Editorial: 'Africa's Lincoln' dies
You may already have read a piece I wrote on this subject, a personal reflection on Nelson Mandela.
I actually wrote that in June, when it looked as though his death was imminent during a long stay in hospital. I wrote it so it would be ready to go whenever it happened, and it's as fresh as when I did. Indeed the feeling behind it is magnified hugely by his death yesterday.
When I considered what to put in this space, though, I simply couldn't go beyond the story that dominated the news throughout yesterday.
This is not so personal, it's a reflection on the fact that the world has lost, in the words of Telegraph chief foreign correspondent David Blair, "perhaps the only genuinely global hero" of a "sceptical age".
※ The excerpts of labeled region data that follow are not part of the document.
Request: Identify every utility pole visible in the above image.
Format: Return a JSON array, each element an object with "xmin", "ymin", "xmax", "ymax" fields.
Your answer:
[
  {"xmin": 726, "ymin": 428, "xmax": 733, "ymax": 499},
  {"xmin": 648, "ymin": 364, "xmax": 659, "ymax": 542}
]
That status was confirmed by the tributes that flowed like rivers, from everyone from world leaders - Barack Obama, Bill Clinton, David Cameron front and centre - to celebrities in any number of fields - the number of tributes from sports stars worldwide has been amazing - to ordinary people.
It's patently obvious that the regard he was, and still is, held in globally is virtually unparalleled in his generation. Mahatma Gandhi, Martin Luther King, Mother Teresa would be among the few of the last century held in similar esteem.
A compilation of front pages of some of the world's most influential newspapers featured a range of tributes. Most tellingly, one referred to him as "Africa's Lincoln". High praise indeed.
Of course, some have quickly jumped into the debate and called Mandela "a terrorist". Technically it's true, he organised some sabotage bombing attempts in a brief stint as head of Umkhonto we Sizwe, the military wing of the African National Congress. But to take those events out of their historical context is to insult the memory of a man who wasn't a saint, but was the driving force behind arguably the greatest act of national reconciliation ever achieved.
Want to call him a terrorist, point out why he was jailed? Then do yourself a favour and ask what level of desperation and disenfranchisement ve drove him to it, ask who/what put him in that cell. And put your view in context.
Preparing to write, I listened for the second time this year to parts of Mandela's speech to the court at his treason trial in 1964. It's impossible to hear of the two entrenched "hallmarks of African life" at the time, "poverty" and "lack of human dignity", without gaining a greater understanding of what his "fight" was about.
That he won it by reaching out, without bitterness, to his enemies is a modern-day miracle.